- Nickname: Tungou
- Tungou Location in Manipur, India Tungou Tungou (India)
- Coordinates: 25°02′17″N 94°14′40″E﻿ / ﻿25.03806°N 94.24444°E
- Country: India
- State: Manipur
- District: Ukhrul

Population
- • Total: 723

Languages
- • Official: Tangkhul (Tungou tui)
- Time zone: UTC+5:30 (IST)
- PIN: 795142
- Vehicle registration: MN
- Nearest city: Ukhrul Imphal
- Literacy: 81.06%
- Lok Sabha constituency: Outer Manipur
- Vidhan Sabha constituency: Chingai
- Website: manipur.gov.in

= Tungou =

Tungou also misnomerly referred to as Ringui is a village located south of Ukhrul in Ukhrul district, Manipur state, India.
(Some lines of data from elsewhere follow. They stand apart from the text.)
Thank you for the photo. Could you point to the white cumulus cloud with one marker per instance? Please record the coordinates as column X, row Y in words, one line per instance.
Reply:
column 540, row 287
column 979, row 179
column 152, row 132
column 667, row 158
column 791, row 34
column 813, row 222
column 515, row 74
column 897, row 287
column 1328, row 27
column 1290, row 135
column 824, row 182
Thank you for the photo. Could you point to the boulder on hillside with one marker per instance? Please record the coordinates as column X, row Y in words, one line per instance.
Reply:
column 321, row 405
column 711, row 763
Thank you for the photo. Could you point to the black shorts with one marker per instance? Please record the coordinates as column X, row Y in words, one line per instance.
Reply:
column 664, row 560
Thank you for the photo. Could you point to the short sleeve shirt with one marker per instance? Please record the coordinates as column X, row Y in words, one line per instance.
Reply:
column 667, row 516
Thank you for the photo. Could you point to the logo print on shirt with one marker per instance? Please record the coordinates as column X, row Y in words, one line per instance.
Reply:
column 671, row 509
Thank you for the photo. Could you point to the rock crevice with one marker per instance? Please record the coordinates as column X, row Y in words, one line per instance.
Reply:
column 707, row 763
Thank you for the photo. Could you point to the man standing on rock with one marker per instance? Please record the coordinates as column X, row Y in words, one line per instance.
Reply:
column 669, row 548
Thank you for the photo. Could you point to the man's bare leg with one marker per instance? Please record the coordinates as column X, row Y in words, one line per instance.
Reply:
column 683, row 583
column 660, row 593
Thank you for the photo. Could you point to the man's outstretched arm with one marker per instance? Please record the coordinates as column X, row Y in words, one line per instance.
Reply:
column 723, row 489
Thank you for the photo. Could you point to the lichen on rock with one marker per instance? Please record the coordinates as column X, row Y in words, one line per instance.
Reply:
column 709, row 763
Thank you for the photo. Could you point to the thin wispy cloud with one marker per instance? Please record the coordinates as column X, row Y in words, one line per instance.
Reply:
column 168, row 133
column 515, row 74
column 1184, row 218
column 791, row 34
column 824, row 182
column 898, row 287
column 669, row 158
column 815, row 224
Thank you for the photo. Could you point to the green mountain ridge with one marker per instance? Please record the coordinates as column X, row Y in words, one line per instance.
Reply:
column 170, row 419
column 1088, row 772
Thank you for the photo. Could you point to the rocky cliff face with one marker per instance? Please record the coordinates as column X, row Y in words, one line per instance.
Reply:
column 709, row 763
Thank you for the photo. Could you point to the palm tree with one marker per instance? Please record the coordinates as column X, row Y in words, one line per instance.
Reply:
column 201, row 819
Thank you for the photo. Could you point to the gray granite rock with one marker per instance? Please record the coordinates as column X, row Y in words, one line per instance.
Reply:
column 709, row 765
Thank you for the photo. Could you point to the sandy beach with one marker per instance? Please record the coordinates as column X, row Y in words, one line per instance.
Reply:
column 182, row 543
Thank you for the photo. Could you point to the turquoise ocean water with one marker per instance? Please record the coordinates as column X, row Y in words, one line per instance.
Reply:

The village is about 35 kilometers from Ukhrul via National Highway 150 that connects Imphal and Kohima via Ukhrul and Jessami. Tungou is flanked by Ramva in the east, Tashar in the north, Sinakeithei in the west and Lungpha in the south. Locally, the inhabitants speak Tungou tui which belongs to the Tibeto-Burman language family.

==Total population==
According to 2011 census, Tungou has 352 households with a total of 1971 people of which 1022 are male and 949 are female. Of the total population, 283 were in the age group of 0–6 years. The average sex ratio of the village is 929 female to 1000 male which is lower than the state average of 985. The literacy rate of the village stands at 90.40% which is higher than the state average 76.94%. Male literacy rate stands at 93.35% while female literacy rate was 87.14%.

==People and occupation==
The village is home to people of the Tangkhul Naga tribe and the majority of the inhabitants are Christians. Agriculture is the primary occupation of the inhabitants. Tungou is one of the 44 villages considered likely to be affected as a catchment area when the Mapithel multi purpose project is finally functional. The village produced the first motion pictures in Tangkhul dialect. Dr. Yaronsho Ngalung, the incumbent Autonomous District Council Chairman hails from this village.